Om het oud-engels speekwoord maar eens aan te halen ;;;

_We are transfering to the metric system inch by inch._



Bijgewerkt door - -Bart- op 18/10/2002  20:35:15

----------


## rinus bakker

> citaat:
> Veel spullen hebben van die rare afmetingen, bv een 6.3mm jackpug. 
> Die zijn ook van de inch afgeleid. 6.3mm is 1/4 inch.



en wat te denken van de eenheid 'dpi' dots per inch. (= stippels per 25,4mm)
ooit als Saddam Hoessein of Lin Pan Yup of weet ik veel welke druiloor ooit in de toekomst de Amerikanen weer een beetje bij de les zal brengen zullen ze wel metrisch worden maar voorlopig is de economische noodzaak er nog niet voor ze.

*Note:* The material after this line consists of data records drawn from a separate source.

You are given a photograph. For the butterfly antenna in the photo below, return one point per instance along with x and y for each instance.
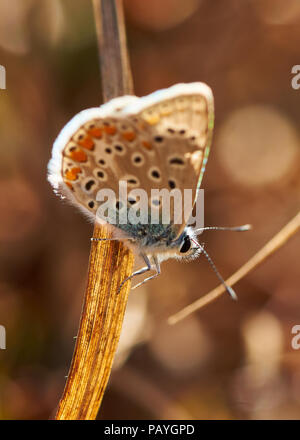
(228, 288)
(225, 228)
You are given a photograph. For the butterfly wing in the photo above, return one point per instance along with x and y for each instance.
(155, 142)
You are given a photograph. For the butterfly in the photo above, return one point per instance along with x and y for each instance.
(160, 141)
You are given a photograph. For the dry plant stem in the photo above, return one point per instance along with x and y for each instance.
(110, 261)
(273, 245)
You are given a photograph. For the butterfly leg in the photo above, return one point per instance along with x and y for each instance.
(157, 267)
(138, 272)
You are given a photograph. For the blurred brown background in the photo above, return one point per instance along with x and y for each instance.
(229, 360)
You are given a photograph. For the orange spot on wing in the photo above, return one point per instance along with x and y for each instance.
(95, 132)
(147, 145)
(69, 185)
(72, 174)
(110, 129)
(78, 155)
(87, 143)
(129, 135)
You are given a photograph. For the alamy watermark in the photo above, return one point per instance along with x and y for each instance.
(164, 207)
(2, 77)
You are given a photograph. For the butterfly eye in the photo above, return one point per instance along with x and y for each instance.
(186, 245)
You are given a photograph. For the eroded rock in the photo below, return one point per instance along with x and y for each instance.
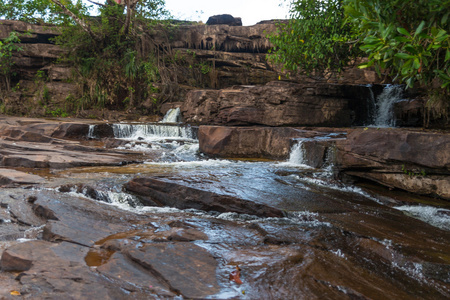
(165, 193)
(274, 104)
(416, 161)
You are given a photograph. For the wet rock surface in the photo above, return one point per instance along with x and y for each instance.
(292, 231)
(412, 160)
(163, 192)
(38, 144)
(277, 103)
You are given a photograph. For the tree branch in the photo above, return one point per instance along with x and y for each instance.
(130, 4)
(79, 21)
(96, 3)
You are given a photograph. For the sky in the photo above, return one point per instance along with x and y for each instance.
(251, 11)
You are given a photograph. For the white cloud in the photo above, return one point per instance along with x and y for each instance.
(251, 11)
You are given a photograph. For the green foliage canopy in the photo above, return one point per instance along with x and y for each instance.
(316, 39)
(408, 39)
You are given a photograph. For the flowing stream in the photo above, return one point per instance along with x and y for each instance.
(351, 241)
(382, 106)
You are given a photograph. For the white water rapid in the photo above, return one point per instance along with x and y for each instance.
(384, 104)
(173, 115)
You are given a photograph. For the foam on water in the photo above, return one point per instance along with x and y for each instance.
(152, 132)
(296, 157)
(384, 115)
(334, 186)
(434, 216)
(194, 164)
(173, 115)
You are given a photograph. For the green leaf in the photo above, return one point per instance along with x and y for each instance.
(445, 18)
(403, 56)
(416, 63)
(420, 28)
(403, 31)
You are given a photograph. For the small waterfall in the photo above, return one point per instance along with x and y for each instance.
(371, 105)
(91, 132)
(384, 114)
(150, 131)
(297, 155)
(173, 115)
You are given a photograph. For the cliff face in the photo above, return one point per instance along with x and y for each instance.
(206, 56)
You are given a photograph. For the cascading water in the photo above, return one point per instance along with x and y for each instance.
(297, 155)
(173, 115)
(384, 114)
(151, 131)
(91, 132)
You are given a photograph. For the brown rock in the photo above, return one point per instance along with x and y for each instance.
(253, 142)
(71, 130)
(275, 104)
(166, 193)
(188, 269)
(8, 176)
(415, 161)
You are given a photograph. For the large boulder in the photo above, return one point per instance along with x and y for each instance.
(224, 20)
(274, 104)
(250, 142)
(416, 161)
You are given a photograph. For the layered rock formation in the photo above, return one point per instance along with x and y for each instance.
(278, 103)
(38, 144)
(415, 161)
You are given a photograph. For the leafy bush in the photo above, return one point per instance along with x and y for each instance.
(316, 39)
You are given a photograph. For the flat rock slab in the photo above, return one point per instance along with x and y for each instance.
(56, 156)
(8, 177)
(160, 192)
(188, 269)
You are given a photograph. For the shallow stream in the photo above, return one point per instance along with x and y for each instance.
(336, 241)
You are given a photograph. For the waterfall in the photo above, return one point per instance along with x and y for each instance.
(384, 114)
(173, 115)
(150, 131)
(297, 155)
(91, 132)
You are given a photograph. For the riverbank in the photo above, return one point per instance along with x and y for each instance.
(94, 214)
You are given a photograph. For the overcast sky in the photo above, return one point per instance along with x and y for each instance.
(251, 11)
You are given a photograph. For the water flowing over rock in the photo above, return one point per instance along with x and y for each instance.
(275, 104)
(258, 142)
(162, 192)
(415, 161)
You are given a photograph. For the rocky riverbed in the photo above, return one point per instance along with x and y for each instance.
(121, 212)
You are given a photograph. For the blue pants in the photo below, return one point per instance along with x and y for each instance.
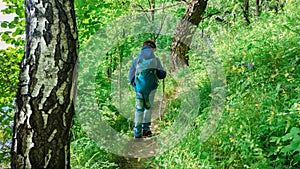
(143, 113)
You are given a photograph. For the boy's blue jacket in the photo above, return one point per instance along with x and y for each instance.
(146, 53)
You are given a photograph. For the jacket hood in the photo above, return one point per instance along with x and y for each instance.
(146, 53)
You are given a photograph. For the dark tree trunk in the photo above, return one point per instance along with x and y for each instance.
(184, 33)
(45, 98)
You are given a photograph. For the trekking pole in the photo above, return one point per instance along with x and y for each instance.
(163, 93)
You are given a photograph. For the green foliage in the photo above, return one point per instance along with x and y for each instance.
(260, 126)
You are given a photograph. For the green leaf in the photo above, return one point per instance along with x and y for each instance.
(4, 24)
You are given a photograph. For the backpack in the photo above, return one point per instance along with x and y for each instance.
(145, 76)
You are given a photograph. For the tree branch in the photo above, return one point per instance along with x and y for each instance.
(155, 9)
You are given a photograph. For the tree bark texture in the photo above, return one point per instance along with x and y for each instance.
(45, 97)
(184, 33)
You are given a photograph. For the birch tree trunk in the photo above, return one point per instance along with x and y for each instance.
(45, 97)
(184, 33)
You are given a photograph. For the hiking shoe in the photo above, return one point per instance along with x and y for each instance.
(147, 133)
(136, 139)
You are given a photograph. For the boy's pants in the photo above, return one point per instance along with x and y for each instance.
(143, 113)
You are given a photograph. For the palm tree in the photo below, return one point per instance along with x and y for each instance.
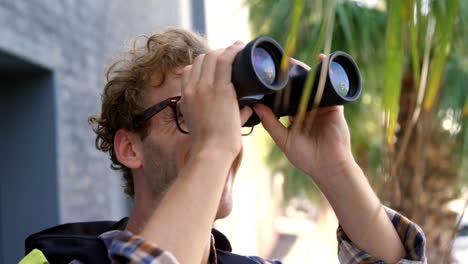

Dus Gallons, miles, pints en weet ik niet wat voor duizelingwekkende onzin ze niet in hun maten en eenheden stelsel hebben... vandaar dat die britse mannen zo zweren bij die taalgenoten daar: ze hebben het verknipte stelsel vastgehouden waar het die Engelsen niet meer lukte vanwege hun ligging dicht bij het continent en de handels daarmee. Ooit hadden we in Nederland ook 8 lengtematen die allemaal "1 voet" heetten, maar de Kampense, Amsterdamse, Rotterdamse, Enkhuizer, Zeeuwse en Harlinger voeten (geloof ik) verschilden wel zo ongeveer 8% in het ergste geval (2,5cm op de 30 cm). Kijk dat is pas handel: zeggen dat je met 10kW PA aankomt en er maar 6 kW neerzetten!
Eh..... ik dwaal af...
greetz 
rinus

----------


## NesCio01

1 decenium later.............

Ook nog iets van:

 1/2 duims met grove spoed?

grtz


Nes

----------


## moderator

half duims wordt gebruikt bij buizen en pijpen. Binnen diameter kan afwijken, uitwendig: 20,96 mm.
Correctie/wordt door timmerman op de vingers getikt ( niet letterlijk gelukkig) en die roept dat het 15mm moet zijn, maar afhankelijk van wat voor buis je haf duims nodig hebt.....niet echt duidelijk dus!

----------


## MusicXtra

Raarste maatvoering vind ik nog altijd die van banden....
Diameter in inches, breedte in mm en de hoogte als een percentage van de breedte.
Hoezo verwarrend? :Cool:

----------